When I look at the Threshold Security List, even ignoring the penny stocks, I see companies that a lot of investors want to short (OK, that's pretty much true by definition). The very appearance of these companies means that not everyone is getting to borrow the shares they want -- you won't see Microsoft (Nasdaq: MSFT ) or General Electric (NYSE: GE ) on the list. Couldn't an enterprising broker in some foreign location be executing naked short sales to satisfy some of this demand? Wouldn't this cause persistent settlement failure?
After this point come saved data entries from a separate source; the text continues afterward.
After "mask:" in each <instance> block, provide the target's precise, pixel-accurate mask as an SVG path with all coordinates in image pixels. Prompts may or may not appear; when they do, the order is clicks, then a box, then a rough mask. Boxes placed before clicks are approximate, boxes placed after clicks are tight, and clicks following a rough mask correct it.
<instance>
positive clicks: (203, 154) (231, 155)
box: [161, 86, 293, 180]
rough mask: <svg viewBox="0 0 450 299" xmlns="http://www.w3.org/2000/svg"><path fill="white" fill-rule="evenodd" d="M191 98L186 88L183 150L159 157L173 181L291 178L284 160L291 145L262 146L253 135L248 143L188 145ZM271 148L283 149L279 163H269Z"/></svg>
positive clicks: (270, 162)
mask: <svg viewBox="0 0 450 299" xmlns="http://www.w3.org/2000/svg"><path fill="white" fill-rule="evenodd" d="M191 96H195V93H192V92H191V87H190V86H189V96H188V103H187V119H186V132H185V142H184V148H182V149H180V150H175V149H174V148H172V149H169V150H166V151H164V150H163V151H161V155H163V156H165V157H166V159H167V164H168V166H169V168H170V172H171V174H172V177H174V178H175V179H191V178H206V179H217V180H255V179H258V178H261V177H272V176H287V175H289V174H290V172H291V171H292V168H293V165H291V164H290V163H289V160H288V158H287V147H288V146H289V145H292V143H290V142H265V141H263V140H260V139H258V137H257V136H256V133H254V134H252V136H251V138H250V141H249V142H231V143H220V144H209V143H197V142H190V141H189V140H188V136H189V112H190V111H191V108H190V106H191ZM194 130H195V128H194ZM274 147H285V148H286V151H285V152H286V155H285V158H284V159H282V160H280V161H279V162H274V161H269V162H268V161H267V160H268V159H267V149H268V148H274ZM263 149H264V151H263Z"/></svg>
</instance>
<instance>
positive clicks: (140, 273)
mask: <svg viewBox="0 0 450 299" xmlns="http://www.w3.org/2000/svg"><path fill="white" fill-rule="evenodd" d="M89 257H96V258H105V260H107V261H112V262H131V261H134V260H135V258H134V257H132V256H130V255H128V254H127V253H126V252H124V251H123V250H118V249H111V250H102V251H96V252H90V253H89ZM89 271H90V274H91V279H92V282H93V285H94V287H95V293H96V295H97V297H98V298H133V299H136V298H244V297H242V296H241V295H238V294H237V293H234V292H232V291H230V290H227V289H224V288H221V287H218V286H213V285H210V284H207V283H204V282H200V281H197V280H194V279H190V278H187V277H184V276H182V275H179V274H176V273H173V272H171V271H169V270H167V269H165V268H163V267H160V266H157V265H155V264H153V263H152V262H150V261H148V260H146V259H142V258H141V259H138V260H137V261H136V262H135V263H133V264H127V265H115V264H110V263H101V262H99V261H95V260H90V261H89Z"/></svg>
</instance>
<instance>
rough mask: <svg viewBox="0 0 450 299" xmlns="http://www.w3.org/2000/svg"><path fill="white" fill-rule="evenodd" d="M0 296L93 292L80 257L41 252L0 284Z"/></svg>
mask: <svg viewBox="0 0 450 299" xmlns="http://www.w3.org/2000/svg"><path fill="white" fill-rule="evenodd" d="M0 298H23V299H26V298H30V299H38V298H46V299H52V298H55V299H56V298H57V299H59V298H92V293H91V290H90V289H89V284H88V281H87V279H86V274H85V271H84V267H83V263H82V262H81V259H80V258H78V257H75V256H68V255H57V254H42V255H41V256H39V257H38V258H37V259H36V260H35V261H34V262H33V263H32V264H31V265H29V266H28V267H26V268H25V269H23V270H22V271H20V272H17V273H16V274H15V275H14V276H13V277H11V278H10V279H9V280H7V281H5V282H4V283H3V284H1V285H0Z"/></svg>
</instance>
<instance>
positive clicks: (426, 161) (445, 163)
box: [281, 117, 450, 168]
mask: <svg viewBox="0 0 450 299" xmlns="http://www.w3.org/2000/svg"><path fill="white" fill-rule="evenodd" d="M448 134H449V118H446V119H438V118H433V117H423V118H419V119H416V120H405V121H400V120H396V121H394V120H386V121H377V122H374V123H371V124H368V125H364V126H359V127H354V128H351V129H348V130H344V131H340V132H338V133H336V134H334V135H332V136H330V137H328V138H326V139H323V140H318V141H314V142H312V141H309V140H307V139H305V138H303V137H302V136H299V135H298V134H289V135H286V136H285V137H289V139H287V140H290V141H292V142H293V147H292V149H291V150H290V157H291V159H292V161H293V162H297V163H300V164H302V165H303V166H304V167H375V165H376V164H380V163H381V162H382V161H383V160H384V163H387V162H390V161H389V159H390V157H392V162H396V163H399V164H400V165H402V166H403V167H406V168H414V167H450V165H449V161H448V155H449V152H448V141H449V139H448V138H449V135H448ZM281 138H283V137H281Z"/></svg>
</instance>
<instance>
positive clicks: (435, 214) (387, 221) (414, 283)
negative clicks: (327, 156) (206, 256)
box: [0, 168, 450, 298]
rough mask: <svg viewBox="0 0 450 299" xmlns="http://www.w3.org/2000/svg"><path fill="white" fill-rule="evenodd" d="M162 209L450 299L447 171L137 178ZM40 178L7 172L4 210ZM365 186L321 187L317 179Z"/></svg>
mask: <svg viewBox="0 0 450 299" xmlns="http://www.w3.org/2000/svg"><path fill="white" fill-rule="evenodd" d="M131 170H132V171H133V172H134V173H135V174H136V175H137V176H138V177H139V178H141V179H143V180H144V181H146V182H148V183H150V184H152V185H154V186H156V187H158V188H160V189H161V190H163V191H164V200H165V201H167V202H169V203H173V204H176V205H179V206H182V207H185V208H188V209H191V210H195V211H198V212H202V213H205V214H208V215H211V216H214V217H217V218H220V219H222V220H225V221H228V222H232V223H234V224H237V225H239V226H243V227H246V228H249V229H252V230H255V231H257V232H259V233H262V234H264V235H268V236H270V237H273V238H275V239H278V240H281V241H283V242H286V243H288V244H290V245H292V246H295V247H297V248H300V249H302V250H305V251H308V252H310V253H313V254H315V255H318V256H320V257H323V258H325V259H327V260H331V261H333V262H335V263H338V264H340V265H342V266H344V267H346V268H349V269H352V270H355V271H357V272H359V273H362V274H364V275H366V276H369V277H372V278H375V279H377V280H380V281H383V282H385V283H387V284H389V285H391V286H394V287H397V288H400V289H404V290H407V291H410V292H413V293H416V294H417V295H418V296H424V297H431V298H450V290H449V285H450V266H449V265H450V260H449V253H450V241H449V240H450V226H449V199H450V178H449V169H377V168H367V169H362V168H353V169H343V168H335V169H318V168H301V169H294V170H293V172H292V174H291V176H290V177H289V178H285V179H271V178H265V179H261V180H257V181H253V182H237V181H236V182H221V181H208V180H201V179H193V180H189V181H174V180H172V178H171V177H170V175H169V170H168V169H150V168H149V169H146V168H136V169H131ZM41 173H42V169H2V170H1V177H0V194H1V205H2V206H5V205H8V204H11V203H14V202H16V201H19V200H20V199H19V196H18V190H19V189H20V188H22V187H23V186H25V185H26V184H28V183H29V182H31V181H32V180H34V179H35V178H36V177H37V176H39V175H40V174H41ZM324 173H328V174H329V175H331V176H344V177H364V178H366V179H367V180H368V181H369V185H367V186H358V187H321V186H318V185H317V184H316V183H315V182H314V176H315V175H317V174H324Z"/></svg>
I have no way of proving this -- it is just surmise. But notice that this scenario does not suggest that the naked shorts are successfully pushing down the price of the threshold stocks to any significant degree. It only suggests that the real demand for shares to short is being satisfied by extra-legal means -- brokers who have set up shop to transact shares of a popular short target. Investors who see value and want to take a long position in these same stocks should naturally balance out the shorts, absent some highly organized conspiracy to spook the market. Thus, I don't think investors in threshold companies should necessarily believe that their stock is artificially depressed to any substantial degree.
More unanswered questions
This may only go part of the way toward explaining unusual volume, however. Last week, I mentioned Global Links (OTC BB: GLKCE.OB), a penny stock that has a listed float of a little over 1 million shares but traded many times that volume in a single day despite there being one shareholder who claimed to own the entire float. I mentioned that particular company because it came up by name at the March 9 Senate Banking Committee hearing, and the story makes a good illustration of the kinds of absurdities showing up on the Threshold Security List.
But in fairness, I should point out that in this particular case, there are other factors that might explain the volume. Among other things, the company has a huge overhang of preferred shares convertible to common stock. It's impossible to tell from the SEC filings alone exactly what's going on here, and while it's an interesting story, a smoking gun it ain't. This is part of what makes penny stocks really bad investment ideas for nearly everyone.
But while Global Links is a strange and perhaps poor example of suspicious trading volume, there are other examples out there. Overstock CEO Patrick Byrne has noted seeing four or five times his company's float trade hands in a day. The same thing has happened to other threshold companies. What explains this?
I'm afraid I still don't know. Is it day traders on steroids, frantically trading back and forth? Perhaps. Could it be a few hedge funds painting the tape, hoping to make it look like the sky is falling? Maybe. Could it be huge numbers of phantom shares out there, making the reported float inaccurate? I guess it's possible.
Unfortunately, Reg SHO appears to raise more questions than it answers. As the DTCC is quick to point out, its job is simply to report the failed settlements. It is up to the SEC to actually do something about it.